The 2019 spend includes initiation of the randomized controlled trial in Q1, anticipated initiation of a surgical study and other label-enhancing plans for Andexxa as well as the ongoing validation of our second site at Lonza.
For 2019, we expect SG&A expenses to be in the range of $200 million to $215 million, including stock-based compensation expense of approximately $36 million. This increase in 2019 includes the expansion of our sales force and marketing efforts in the U.S., including our medical affairs activities as well as preparations for the commercial launch of Ondexxya in Europe.
And with that, I will turn it back over to Scott.
Thanks, Mardi. In closing 2019 will be unparalleled in terms of activity and catalyst across the Company. We dedicated to making Andexxa success in the United States and in Europe, progressing toward a registrational study for cerdulatinib and identifying the right path forward for Bevyxxa.
With the ongoing build out of our executive team over the last year, I'm confident we have the right team in place and will be well equipped to accomplish the ambitious goals we have set out for ourselves. I want to thank you for your continued interest in Portola.
And with that, I will turn the call over to questions. Operator?
[Operator Instructions] Our first question comes from the line of Dana Flanders with Goldman Sachs. Your line is now open.
Hi, thank you for the questions and congratulations on all the progress. My first one is just on Andexxa and maybe if you could just provide any more color on how to think about the impact to net sales in Q1 from the change in distribution model? We are in March now, so just curious if there is any more qualitative or quantitative color you can provide there? And do you plan to give us kind of what the stocking impact is versus underlying demand or use?
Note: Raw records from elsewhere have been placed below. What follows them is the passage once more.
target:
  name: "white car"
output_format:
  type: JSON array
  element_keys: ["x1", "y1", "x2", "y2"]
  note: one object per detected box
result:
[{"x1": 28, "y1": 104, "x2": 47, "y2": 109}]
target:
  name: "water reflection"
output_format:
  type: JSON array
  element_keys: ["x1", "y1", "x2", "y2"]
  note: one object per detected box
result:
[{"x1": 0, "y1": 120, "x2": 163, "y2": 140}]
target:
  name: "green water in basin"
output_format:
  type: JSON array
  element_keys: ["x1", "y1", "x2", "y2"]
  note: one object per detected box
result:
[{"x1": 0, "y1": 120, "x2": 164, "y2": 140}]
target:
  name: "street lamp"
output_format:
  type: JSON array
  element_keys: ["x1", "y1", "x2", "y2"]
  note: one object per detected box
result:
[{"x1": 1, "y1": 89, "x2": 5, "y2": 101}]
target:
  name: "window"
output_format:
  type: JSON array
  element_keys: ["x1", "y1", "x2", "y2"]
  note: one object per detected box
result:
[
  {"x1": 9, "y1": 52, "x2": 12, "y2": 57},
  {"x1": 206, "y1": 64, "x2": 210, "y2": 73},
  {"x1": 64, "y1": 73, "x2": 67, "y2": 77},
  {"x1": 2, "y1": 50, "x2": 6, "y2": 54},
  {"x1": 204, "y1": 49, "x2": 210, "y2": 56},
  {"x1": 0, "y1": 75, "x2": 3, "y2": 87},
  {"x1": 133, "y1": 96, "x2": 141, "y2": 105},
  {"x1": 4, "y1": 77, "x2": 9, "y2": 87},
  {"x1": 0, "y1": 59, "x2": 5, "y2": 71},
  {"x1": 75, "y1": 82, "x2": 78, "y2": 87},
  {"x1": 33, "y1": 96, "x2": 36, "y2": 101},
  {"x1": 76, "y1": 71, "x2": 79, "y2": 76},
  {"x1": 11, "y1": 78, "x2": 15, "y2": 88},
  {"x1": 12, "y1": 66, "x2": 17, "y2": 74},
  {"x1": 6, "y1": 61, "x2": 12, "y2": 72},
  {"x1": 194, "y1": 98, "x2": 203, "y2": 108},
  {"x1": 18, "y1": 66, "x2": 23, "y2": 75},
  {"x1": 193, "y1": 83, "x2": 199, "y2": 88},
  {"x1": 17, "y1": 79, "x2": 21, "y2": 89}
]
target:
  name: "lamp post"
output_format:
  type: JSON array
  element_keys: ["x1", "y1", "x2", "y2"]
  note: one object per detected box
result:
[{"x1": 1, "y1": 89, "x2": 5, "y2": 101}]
And then just a quick follow-up on the CHMP decision, I realize it's country-by-country pricing, but just any refined thinking on where pricing will shake out in Europe relative to the US? And as you get closer to launch, what are the factors that would drive a decision one way or the other on a potential partnership? Thank you.
Great. Let me try to make sure I get all of those, and I will sort of break them up into different questions. Your first question was sort of some additional color on how things are going with the Gen 2 approval in Q1.
So obviously this is a Q4 2018 call, we are not going to be giving revenue for Q1 and so do our call in May. We are pleased though and we are happy with the signs of execution as well as the early signs of adoption. And so, of course, we will look forward to giving you some more detail on that going forward.
In terms of stocking, we will breakout stocking on our Q1 call and articulate the true demand versus the stocking. You guys remember we have switched our distribution model from a dropship to a standard specialty distribution model. So we will break that out for you in Q1, when we do our call.
I think the next question was EU pricing. I'm going to give that to Sheldon, but before we do that, let me just answer the last question, which is around EU partnership. We don't comment publicly on discussions around partnership opportunities. We know we have got a great drug in Europe.
We really do feel like the demand is there, particularly when you look at the size of the market opportunity in Europe, and also the fact that we included Germany in ANNEXA-4 trial site, which has created a lot of interest among its KOLs in many countries in Europe for this product.
So we are excited about the opportunity there. We are going to go ahead with the staged approach and we will keep looking for partnership opportunities as we go forward. Sheldon, why don't you take the pricing question?
Thank you, Scott, and good morning and good afternoon. So as it relates to pricing, we are not going to officially comment on specific pricing at this point, but what I can tell you is that we do know have the Factor Xa use is about 50% more in Europe than in the U.S., and this is based upon IMS data.
So we actually believe [indiscernible] countries have similar patient numbers and bleed rates as the U.S. So essentially, the opportunity is very significant. So as we continue our rollout in our launch in Europe, we will continue to update you on our progress.
Our next question comes from the line of Phil Nadeau with Cowen & Company. Your line is now open.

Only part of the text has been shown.